The human definition of freedom disparages with God's. Our definition of freedom is:
Autonomy from external sovereignty, even from and especially from God.

The freedom God actually gives is freedom from the bondage of sin.
Which as humans we actually love and uphold to be as 'nothing wrong'.
However, sin corrupts and is an object of God's righteous anger.
Dismal.

I enjoyed my hospital stay strangely, and it was not because of the food. I enjoyed the attention and maybe because I was grown up and the needles did not bother me that much. Maybe it's because being told I need to have some blood taken out of me immediately gives me little time to react when the needle is already in my arm.

Or was it because Vivien had her appendix taken out and was downstairs in the hospital. So though alone, I was also technically not alone.

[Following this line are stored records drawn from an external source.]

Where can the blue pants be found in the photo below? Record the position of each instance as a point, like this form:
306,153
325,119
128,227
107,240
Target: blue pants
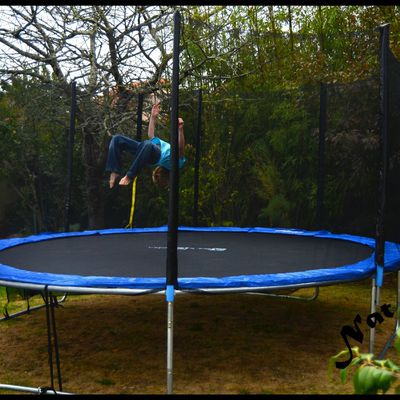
144,153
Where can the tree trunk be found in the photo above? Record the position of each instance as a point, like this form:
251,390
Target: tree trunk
94,160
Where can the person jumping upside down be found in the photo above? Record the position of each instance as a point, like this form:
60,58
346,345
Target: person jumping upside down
152,152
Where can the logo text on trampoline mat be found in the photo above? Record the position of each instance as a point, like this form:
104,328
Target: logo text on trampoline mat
190,248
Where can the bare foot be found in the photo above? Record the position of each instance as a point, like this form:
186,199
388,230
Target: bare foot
113,178
125,180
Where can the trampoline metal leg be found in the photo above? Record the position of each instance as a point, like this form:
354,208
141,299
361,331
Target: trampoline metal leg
8,316
285,296
170,347
397,326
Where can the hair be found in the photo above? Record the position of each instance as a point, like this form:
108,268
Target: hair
161,177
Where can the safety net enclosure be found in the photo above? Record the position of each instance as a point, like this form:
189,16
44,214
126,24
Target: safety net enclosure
234,259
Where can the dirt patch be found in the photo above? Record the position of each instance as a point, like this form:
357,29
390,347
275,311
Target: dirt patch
223,344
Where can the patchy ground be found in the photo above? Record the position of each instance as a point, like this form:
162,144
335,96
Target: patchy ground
223,344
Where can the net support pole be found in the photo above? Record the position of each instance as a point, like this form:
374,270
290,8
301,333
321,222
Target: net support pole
383,141
172,238
197,160
71,137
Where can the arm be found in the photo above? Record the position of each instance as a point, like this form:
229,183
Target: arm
181,137
153,118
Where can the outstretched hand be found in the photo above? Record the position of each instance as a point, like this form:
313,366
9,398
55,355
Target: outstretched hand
156,109
125,180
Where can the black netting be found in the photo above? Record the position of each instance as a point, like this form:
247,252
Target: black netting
392,221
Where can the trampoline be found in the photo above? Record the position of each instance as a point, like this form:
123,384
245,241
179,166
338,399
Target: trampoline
210,259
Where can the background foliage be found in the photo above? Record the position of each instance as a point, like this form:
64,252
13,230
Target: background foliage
260,69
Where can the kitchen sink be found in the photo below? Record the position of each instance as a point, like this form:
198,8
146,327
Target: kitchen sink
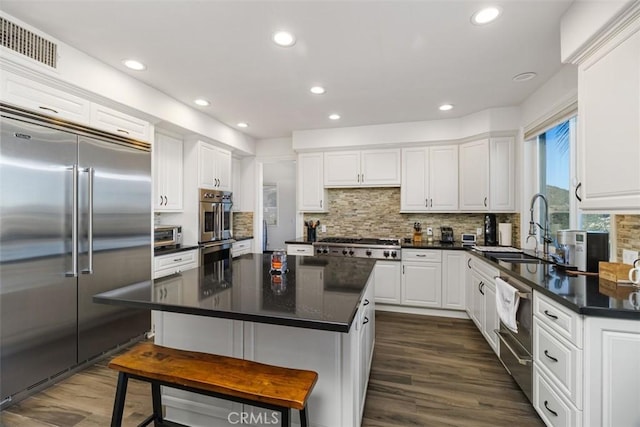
515,258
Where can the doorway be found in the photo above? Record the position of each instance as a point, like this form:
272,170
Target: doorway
278,204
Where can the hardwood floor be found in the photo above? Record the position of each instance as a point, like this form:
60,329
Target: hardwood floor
427,371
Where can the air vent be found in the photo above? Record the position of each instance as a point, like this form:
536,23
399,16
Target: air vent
27,43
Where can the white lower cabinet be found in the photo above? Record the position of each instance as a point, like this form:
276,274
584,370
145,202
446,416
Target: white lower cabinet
387,284
164,265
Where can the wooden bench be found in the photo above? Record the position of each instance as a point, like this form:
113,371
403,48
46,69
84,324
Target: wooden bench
266,386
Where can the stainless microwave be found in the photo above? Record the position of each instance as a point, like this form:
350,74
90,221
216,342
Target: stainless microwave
167,235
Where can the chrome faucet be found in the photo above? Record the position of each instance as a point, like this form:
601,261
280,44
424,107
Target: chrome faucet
546,238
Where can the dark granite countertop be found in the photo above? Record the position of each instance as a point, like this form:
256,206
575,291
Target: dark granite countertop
582,294
318,293
173,250
298,241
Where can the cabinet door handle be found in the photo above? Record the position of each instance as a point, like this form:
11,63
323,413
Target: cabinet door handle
546,406
576,192
49,109
546,353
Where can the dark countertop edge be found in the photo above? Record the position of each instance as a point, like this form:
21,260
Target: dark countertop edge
324,325
586,310
298,241
159,252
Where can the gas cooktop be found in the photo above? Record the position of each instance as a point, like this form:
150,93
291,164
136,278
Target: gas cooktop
359,247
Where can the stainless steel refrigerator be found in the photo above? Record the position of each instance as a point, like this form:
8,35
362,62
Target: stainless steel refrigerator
75,220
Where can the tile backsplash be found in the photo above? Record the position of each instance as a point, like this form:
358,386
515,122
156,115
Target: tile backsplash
243,224
375,212
628,234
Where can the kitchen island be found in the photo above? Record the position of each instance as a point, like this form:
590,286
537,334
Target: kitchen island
318,316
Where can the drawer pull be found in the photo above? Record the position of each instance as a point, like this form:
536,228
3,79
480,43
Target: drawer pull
555,414
546,353
49,109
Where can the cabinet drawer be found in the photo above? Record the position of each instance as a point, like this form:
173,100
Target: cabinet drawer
173,263
303,250
561,360
554,410
43,99
561,320
421,255
113,121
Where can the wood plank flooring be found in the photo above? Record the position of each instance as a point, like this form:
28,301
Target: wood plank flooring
427,372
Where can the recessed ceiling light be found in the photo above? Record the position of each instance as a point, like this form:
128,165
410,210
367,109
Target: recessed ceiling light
202,102
134,65
486,15
523,77
284,38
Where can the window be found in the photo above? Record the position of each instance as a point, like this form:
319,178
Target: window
270,203
556,164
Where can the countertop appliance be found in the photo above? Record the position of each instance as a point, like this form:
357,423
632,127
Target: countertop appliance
446,235
75,209
490,230
216,219
359,247
516,348
165,236
583,249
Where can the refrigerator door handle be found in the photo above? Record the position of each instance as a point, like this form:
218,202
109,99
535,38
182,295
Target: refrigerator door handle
74,222
89,269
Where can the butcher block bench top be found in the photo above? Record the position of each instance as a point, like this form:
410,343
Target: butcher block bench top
229,376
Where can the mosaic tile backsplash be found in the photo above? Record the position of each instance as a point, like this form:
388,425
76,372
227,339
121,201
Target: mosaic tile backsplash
375,212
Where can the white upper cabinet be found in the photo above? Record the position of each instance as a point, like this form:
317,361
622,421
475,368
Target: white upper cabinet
214,167
609,124
368,168
487,175
168,173
26,93
312,196
113,121
429,179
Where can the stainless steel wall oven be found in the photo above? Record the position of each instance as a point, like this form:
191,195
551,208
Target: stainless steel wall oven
216,220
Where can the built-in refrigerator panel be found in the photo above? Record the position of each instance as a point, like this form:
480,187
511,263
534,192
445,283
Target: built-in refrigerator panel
38,295
118,180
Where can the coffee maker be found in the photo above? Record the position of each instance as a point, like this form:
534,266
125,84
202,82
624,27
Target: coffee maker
583,249
490,230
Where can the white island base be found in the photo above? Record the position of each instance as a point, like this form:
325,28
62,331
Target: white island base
342,361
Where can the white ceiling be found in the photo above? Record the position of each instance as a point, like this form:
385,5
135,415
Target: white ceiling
380,61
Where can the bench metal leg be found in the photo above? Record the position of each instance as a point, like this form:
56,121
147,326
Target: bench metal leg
157,404
285,417
304,417
118,404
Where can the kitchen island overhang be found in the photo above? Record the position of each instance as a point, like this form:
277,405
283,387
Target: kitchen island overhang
321,319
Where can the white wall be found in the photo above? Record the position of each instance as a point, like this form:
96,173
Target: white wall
584,20
86,76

I'm deeply impressed with the nursing team at CGH, and especially with the nurses on call at night. They really have a way of making me feel reassured. I have more respect for nurses than people in any other occupation. The student nurses are really cute though. And by cute I mean their disposition and gentleness. I am abashed to admit that I am attracted to one of them who somehow did not attend to me.
I wonder why.

I like to think that it was to safeguard their professionalism and not fall in love with me that they stayed away.

But the way she attended to the old man in the bed diagonal from mine really struck me because she was so caring and endearing with him. I'm going to ask God if I will see her again.

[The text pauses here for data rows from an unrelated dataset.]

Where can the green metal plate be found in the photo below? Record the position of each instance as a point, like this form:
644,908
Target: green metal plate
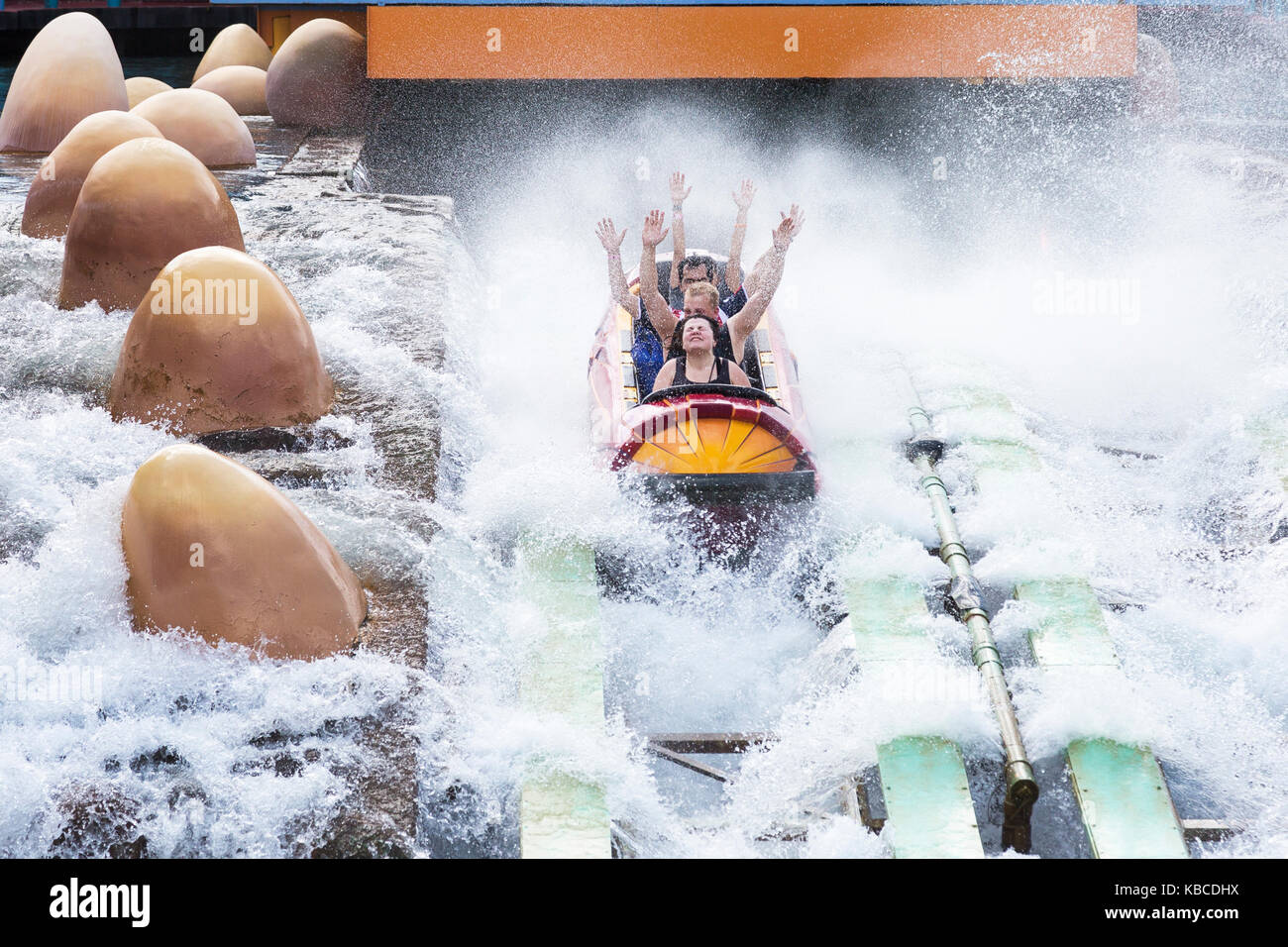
561,814
1125,801
927,799
922,777
1070,626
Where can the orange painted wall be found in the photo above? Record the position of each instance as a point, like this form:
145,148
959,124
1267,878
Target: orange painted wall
743,42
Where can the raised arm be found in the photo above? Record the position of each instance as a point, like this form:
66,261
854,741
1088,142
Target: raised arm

Visiting the Accident and Emergency area is a pretty interesting experience and it invokes several emotions. There's death, and you feel compassion for the bereaved; there's pain and you sympathise with them for you cannot imagine/understand their distress.
You also become a semi-detective who tries to figure out who's in for what, which can be slightly fun.

I'm grateful to my mentors who visited me and talked with me, because they really helped me a lot in defusing boredom and growing in understanding and knowledge.

In all, I'm grateful to God for everything. My attitude must first be right.